– А как же игра? – опечалился Серафим.

– Все в порядке. – Я напрягла память и сообщила: – Я перешла на новый уровень. Он загрузится через три часа. Будут новые условия игры. Но графика останется предельно четкой.

– А! – по просветлению на лице блондинчика, разумеется, если просветление возможно в багровом свете луны, я поняла, что не ошиблась в подборе слов.

Чтобы не сбивать его с благостной волны общения, я сразу внесла новое предложение.

– За это время мы должны попасть на крышу отеля «Готенден»!

Лицо блондинчика перекосилось. Помню, однажды, разгуливая с мешком добычи по чужому дому, я никак не могла найти выход, пришлось просить помощи у встреченного мной слуги. Он в самом благостном расположении духа пил хозяйское вино, когда неожиданно мой нож появился у его горла и я вежливо попросила проводить меня до выхода. Так вот, выражение лица блондинчика было точь-в-точь таким же, как и в тот момент у слуги.

– Но…

– Ты возражаешь мне? – кстати, примерно этот же вопрос я задала тогда и слуге.

– Нет-нет, не возражаю, – и этот ответ один в один совпал с ответом слуги. У меня просто дежавю какое-то случилось, необходимо было срочно что-то менять в разговоре.

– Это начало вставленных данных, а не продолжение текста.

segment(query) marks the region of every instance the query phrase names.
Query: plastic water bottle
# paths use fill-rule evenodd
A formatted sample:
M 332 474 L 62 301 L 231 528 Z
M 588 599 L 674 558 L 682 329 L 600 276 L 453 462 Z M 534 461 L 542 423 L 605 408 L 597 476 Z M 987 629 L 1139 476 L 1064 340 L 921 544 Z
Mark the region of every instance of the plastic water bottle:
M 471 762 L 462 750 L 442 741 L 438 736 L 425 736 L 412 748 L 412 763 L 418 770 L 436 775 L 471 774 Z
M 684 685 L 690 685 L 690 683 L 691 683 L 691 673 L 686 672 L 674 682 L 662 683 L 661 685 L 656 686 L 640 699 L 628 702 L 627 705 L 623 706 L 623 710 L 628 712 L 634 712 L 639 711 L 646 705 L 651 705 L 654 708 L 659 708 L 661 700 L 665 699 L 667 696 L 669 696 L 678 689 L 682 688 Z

– Ты обещал доказать свою любовь любыми способами, – напомнила я. – Путешествие на крышу отеля – отличный способ.

– И докажу, – согласился Серафим. – Но у этого отеля дурная слава. Там…

– Вот и не возражай! – мне не было дела до дурной славы какого-то там отеля, мне нужно было попасть в другой мир, нужно было спастись. К тому же у меня самой слава была не особо-то хорошей.

– Это заброшенный отель, – пробормотал Серафим. – Там живут призраки. Это проклятое место.

Несколько минут мне понадобилось на осмысление ситуации. Если отель заброшенный, то почему там все-таки живут, и если живут призраки, то почему место считается проклятым. Самостоятельно я так ничего и не придумала, пришлось обратиться за помощью к Серафиму. Он согласился отвечать лишь за столиком таверны, только он ее, вроде, как-то иначе назвал. Признаю, идея покушать была отличной, а то я только яблочками со своего блюдца и питалась.

Мы сели в его тачку, и через несколько минут оказались перед домом, вокруг которого сияли разноцветные огни. Настолько яркие, что перебивали даже багровый свет луны.

Расторопный трактирщик проводил нас за столик, который назвал самым лучшим и в этом заведении и во всем городе.

– Много лет назад в отеле произошло страшное убийство, – заказав ужин, начал Серафим, но я сразу же перебила блондинчика столкнувшись с непреодолимой проблемой в освоении лексики данного мира. Хотя раньше мне казалось, что я довольно легко ориентируюсь здесь.

– Какое убийство у вас считается страшным, а какое – не страшным?

– Любое убийство отвратительно, – опешил он.

– Угу. – Я кивнула, хотя некоторые вещи все еще оставались непонятными. – Все убийства отвратительны, но некоторые из них еще и страшные, а другие, следовательно, не страшные?

В течение мучительно долгих мгновений на лице Серафима отражалась борьба разума с фразеологизмами этого мира. Постепенно разум начал брать верх.


– Я думаю, что если убивают с особой жестокостью или если убито несколько человек, то такое убийство следует считать страшным, – наконец выдал ответ Серафим, но меня это запутало еще больше. В нашем мире убийство было убийством, воровство – воровством, а ужас – ужасом. Тут все подразделялось на какие-то непонятные категории.

– Какая жестокость у вас считается особой, а какая – обычной? Сколько именно должно быть убито человек?

Разум Серафима вновь погряз в трясине задумчивости, на сей раз фразеологизмы, вбитые ему с детства, никак не хотели поддаваться расшифровке. Через несколько минут, за которые я успела слопать несколько пирожных, Серафим вышел из задумчивости и улыбнулся своей фирменной улыбкой. Наверное, яркое освещение способствовало нашему общению, сейчас я не видела красный свет, льющийся с небес, и прибить Серафима мне больше не хотелось.